Run the command below to start JupyterLab:
```
jupyter lab
```
In a new terminal, connect to your JupyterLab via SSH. The Instance public IP can be found in the Overview tab of your Instance:
```
ssh -L 8888:127.0.0.1:8888 <user>@<instance-public-ip>
```
Note
Make sure to allow root connection in your configuration file if you log in as a root user.
Access http://localhost:8888, then enter the token generated while executing the jupyter lab command.

You now have access to your Data Lab for Apache Spark™ cluster via a Private Network, using a JupyterLab notebook deployed on an Instance.

Running a sample workload over Private Networks

In a new Jupyter notebook file, add the code below to a new cell:

from pyspark.sql import SparkSession

    MASTER_URL = "<SPARK_MASTER_ENDPOINT>" # "spark://master-datalab-[...]:7077" format
    DRIVER_HOST = "<INSTANCE_PN_IP>" # "XX.XX.XX.XX" format

    spark = (
        SparkSession.builder
        .appName("jupyter-from-vpc-instance-test")
        .master(MASTER_URL)
        # make sure executors can talk back to this driver
        .config("spark.driver.host", DRIVER_HOST)
        .config("spark.driver.bindAddress", "0.0.0.0")
        .config("spark.driver.port", "7078")
        .config("spark.blockManager.port", "7079")
        .config("spark.ui.port", "4040")
        .getOrCreate()
    )

    spark.range(10).show()

Replace the placeholders with the appropriate values:
- <SPARK_MASTER_ENDPOINT> can be found in the Overview tab of your cluster, under Private endpoint in the Network section.
- <INSTANCE_PN_IP> can be found in the Private Networks tab of your Instance. Make sure to only copy the IP, and not the /22 part.
Run the cell.

Your notebook hosted on an Instance is ready to be used over Private Networks.

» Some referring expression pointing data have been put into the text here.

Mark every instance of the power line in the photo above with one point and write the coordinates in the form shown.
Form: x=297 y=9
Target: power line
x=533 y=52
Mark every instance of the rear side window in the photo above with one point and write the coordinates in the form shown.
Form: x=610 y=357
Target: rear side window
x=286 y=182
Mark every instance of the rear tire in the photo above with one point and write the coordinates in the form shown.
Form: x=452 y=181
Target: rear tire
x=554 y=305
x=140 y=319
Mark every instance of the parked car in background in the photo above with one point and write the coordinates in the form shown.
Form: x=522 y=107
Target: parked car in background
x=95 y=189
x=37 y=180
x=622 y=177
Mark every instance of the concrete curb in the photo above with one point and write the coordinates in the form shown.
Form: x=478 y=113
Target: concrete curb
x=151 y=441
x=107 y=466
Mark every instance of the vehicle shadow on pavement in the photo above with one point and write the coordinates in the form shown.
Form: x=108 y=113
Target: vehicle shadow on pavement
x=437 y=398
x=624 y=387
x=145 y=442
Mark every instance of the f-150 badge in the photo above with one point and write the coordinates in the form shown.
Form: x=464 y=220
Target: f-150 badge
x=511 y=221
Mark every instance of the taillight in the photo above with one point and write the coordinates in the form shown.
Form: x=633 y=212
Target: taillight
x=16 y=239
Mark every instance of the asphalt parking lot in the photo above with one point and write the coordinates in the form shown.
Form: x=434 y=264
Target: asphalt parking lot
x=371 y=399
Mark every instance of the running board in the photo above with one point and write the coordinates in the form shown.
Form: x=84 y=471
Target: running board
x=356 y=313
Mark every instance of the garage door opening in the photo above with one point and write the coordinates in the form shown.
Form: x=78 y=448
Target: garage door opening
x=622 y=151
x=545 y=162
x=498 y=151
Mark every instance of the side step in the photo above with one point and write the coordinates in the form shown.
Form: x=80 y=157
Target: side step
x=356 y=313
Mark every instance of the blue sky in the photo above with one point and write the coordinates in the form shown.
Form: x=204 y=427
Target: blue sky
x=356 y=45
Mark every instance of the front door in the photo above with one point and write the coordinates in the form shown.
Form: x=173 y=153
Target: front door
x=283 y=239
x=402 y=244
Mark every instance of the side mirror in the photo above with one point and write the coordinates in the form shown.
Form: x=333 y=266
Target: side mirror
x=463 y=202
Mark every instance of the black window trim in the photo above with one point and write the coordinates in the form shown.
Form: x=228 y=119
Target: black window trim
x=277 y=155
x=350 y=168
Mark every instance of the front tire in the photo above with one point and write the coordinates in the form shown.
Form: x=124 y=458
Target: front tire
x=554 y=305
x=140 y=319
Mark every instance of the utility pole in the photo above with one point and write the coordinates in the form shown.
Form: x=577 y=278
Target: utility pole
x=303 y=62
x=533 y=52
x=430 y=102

Running an application over Private Networks using spark-submit

Connect to your Instance via SSH.
Run the command below from the shell of your Instance to install the required dependencies:
```
sudo apt update
sudo apt install -y openjdk-17-jdk curl wget tar
java -version
```

Run the command below to install Apache Spark™:

cd ~
wget https://archive.apache.org/dist/spark/spark-4.0.0/spark-4.0.0-bin-hadoop3.tgz

Run the command below to unzip the archive:

sudo mkdir -p /opt/spark
sudo tar -xzf spark-4.0.0-bin-hadoop3.tgz -C /opt/spark --strip-components=1

Run the command below to add Apache Spark™ to your Bash configuration, and reload your bash session:

echo 'export SPARK_HOME=/opt/spark' >> ~/.bashrc
echo 'export PATH="$SPARK_HOME/bin:$PATH"' >> ~/.bashrc
source ~/.bashrc

Install Python 3.13 if you have not done it yet, then set the environment variables below:

export PYSPARK_PYTHON=$(which python) //should be 3.13
export PYSPARK_DRIVER_PYTHON=$(which python)

Run the command below to execute spark-submit to calculate pi for 100 iterations. Do not forget to replace the placeholders with the appropriate values.
```
spark-submit \
--master spark://<SPARK_MASTER_ENDPOINT>:7077 \
--deploy-mode client \
--conf spark.driver.port=7078 \
--conf spark.blockManager.port=7079 \
--conf spark.driver.host=<INSTANCE_PN_IP> \
$SPARK_HOME/examples/src/main/python/pi.py 100
```
Note

<SPARK_MASTER_ENDPOINT> can be found in the Overview tab of your cluster, under Private endpoint in the Network section.

<INSTANCE_PN_IP> can be found in the Private Networks tab of your Instance. Make sure to only copy the IP, and not the /22 part.
Access the Apache Spark™ UI of your cluster. The list of completed applications displays. From here, you can inspect the jobs previously started using spark-submit.

You successfully run workloads on your cluster from an Instance over a Private Network.